NFDC committed to carbon-neutral future
National Federation of Demolition Contractors sets ambitious carbon-reduction targets as part of sustainable drive
DEMONSTRATING its commitment to combating climate change amidst today’s environmental and political backdrop, NFDC have announced that its members are to phase out the use of red diesel on demolition sites and move to hydrotreated vegetable oil (HVO), a renewable diesel – or an alternative low-carbon solution.
The renewable fuel policy will apply to NFDC’s 140 accredited demolition contractors and for new members. The Federation will monitor the transition, effective from now until December 2022 when all members will be required to demonstrate their efforts to comply.
NFDC’s membership is said to account for approximately 80% of all demolition works in the UK and the switch to HVO fuel as a sustainable alternative will represent a carbon emission reduction of up to 90%, compared with conventional fuel.

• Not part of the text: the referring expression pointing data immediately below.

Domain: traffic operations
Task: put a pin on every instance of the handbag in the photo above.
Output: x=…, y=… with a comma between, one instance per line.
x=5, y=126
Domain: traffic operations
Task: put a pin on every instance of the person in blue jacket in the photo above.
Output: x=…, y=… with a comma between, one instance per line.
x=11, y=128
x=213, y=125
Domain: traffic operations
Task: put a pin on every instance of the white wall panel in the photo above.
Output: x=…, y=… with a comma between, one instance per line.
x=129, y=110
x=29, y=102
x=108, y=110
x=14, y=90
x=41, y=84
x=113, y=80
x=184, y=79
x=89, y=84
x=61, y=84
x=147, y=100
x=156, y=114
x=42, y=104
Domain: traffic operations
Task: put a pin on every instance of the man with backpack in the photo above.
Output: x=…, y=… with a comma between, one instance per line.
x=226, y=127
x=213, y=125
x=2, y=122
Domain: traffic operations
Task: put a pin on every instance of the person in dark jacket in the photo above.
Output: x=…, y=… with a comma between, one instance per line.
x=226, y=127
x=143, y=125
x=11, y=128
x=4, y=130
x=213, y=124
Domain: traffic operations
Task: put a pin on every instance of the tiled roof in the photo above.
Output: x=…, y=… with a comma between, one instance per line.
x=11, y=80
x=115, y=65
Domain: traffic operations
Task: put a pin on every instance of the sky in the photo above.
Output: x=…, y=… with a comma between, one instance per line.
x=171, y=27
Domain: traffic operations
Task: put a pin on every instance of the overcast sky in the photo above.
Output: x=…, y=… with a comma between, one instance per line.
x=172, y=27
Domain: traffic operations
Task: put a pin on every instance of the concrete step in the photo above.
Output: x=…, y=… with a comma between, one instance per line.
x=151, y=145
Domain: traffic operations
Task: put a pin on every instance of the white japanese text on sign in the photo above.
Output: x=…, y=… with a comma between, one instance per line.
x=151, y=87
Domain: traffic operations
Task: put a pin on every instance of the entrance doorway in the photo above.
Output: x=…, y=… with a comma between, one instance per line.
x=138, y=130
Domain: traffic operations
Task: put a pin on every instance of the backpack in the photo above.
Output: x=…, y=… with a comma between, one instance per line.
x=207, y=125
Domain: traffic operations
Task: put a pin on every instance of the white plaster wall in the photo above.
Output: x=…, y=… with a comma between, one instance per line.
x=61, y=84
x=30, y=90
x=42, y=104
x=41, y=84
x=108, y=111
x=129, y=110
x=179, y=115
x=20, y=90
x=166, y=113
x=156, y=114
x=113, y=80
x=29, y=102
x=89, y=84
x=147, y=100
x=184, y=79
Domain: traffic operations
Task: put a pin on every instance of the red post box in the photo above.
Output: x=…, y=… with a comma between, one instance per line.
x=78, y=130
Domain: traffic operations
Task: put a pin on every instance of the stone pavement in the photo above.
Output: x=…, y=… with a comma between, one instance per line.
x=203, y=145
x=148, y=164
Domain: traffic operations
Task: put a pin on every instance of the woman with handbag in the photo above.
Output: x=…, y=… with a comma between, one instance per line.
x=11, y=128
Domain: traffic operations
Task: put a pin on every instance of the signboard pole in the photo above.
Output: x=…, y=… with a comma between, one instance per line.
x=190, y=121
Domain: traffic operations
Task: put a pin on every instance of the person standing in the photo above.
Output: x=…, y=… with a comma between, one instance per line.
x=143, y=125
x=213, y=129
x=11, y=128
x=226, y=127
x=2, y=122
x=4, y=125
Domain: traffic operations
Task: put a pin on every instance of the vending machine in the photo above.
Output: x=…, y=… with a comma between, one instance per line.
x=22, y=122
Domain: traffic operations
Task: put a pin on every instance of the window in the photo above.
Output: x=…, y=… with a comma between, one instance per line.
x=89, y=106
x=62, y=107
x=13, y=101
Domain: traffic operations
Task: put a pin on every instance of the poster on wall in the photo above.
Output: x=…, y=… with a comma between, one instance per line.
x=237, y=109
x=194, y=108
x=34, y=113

According to the Federation, HVO fuel is readily available and can be used as a ‘drop-in replacement’ in most modern machinery without the need for costly modifications. NFDC members will be required to demonstrate that their supply of HVO fuel comes with proof of sustainability documentation.

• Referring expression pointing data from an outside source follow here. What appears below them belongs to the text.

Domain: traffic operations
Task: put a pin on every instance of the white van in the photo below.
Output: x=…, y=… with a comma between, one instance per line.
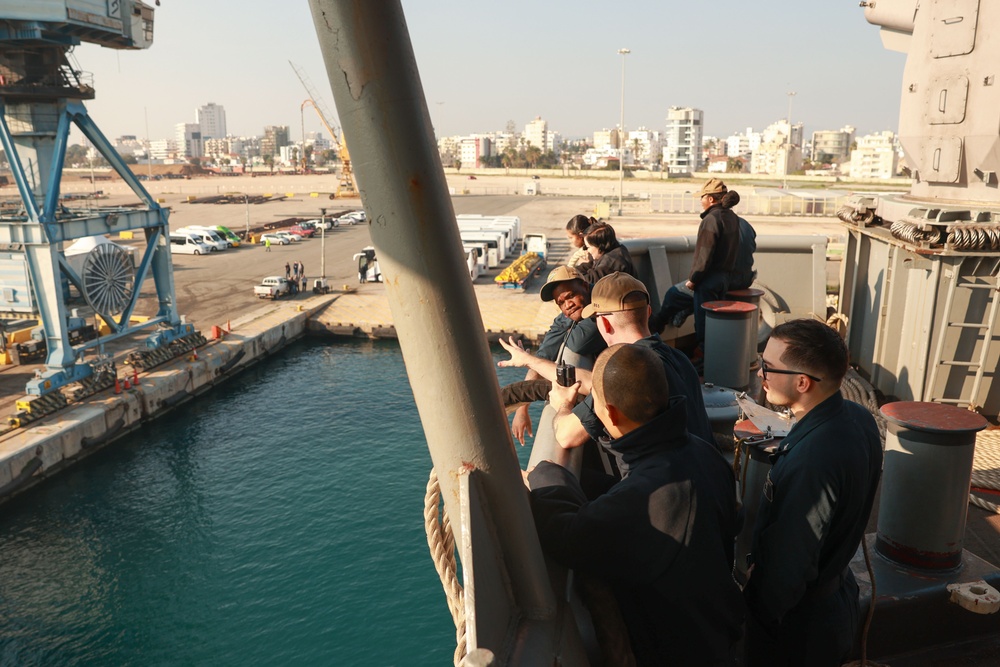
x=209, y=238
x=186, y=244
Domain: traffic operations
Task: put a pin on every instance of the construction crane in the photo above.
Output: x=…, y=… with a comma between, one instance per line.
x=347, y=186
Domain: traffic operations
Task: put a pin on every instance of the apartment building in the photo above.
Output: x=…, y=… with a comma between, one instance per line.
x=682, y=140
x=832, y=145
x=212, y=119
x=875, y=157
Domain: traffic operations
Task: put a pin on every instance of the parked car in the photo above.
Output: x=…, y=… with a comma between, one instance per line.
x=272, y=287
x=186, y=244
x=275, y=239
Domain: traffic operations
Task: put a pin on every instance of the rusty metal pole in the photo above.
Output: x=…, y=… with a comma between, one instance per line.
x=380, y=101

As the UK looks to decarbonize the economy; building low-carbon, energy-efficient infrastructure will be essential, and the demolition and construction sectors will be vital partners in achieving this.
NFDC recognizes that mandating all members to use HVO fuel, or alternative low-carbon solutions, is an important first step in the right direction and the time for action is now.

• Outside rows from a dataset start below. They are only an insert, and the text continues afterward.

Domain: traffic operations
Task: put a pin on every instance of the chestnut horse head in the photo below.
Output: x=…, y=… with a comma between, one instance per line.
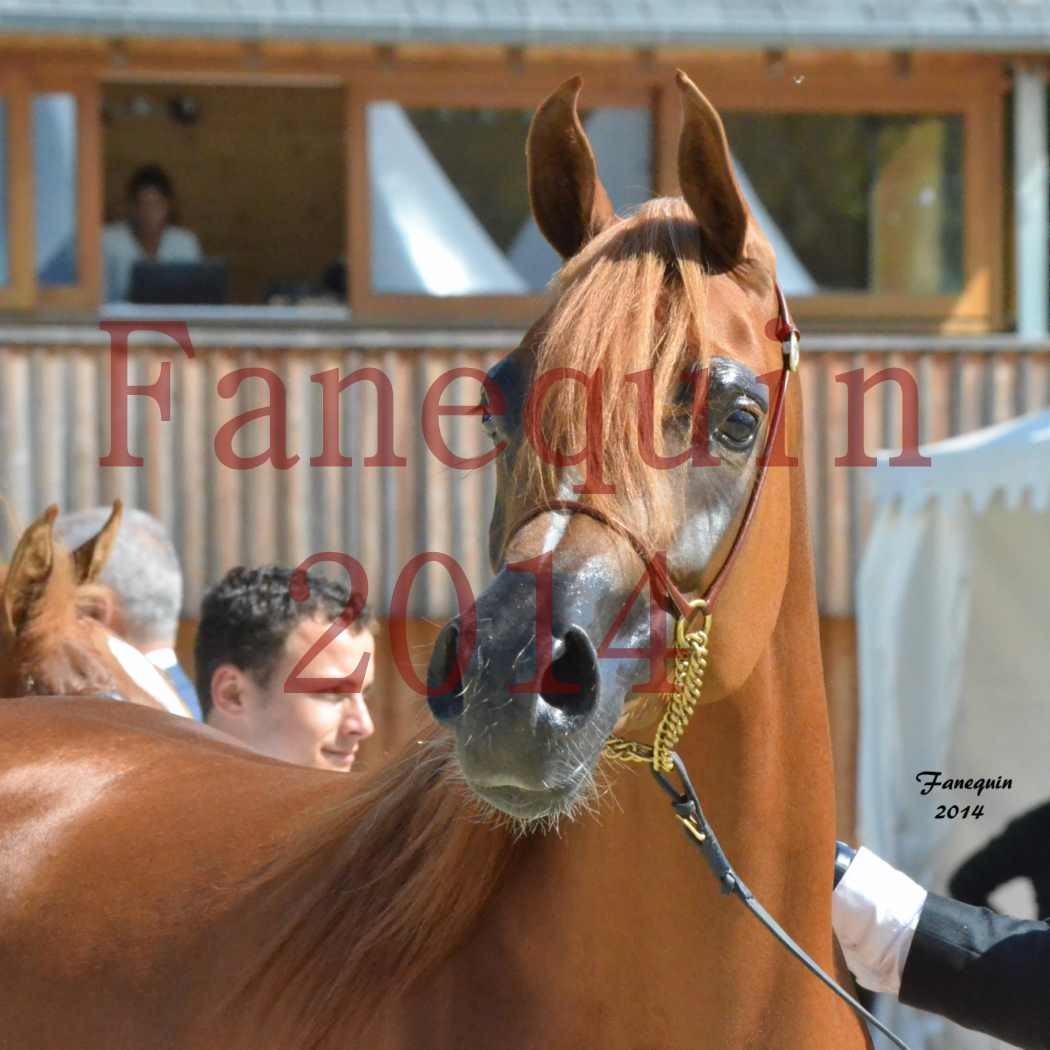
x=641, y=392
x=51, y=638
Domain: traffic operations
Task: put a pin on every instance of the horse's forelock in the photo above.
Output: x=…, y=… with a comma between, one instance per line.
x=632, y=300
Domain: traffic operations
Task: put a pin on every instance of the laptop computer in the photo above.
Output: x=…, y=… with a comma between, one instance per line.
x=179, y=282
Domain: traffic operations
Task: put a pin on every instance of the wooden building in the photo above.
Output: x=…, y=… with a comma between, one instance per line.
x=898, y=151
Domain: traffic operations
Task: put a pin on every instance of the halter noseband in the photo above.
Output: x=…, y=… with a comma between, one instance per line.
x=691, y=644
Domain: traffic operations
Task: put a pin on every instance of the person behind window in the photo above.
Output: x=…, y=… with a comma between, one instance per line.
x=148, y=233
x=255, y=637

Howard Button, chief executive officer of NFDC, commented: ‘A number of our members have already adopted HVO fuel in favour of red diesel and we commend them for taking the moral, environmental and social responsibility to reduce carbon on demolition projects.
‘We are confident that our full membership will readily make the change alongside their clients, suppliers and subcontractors within the value chain.’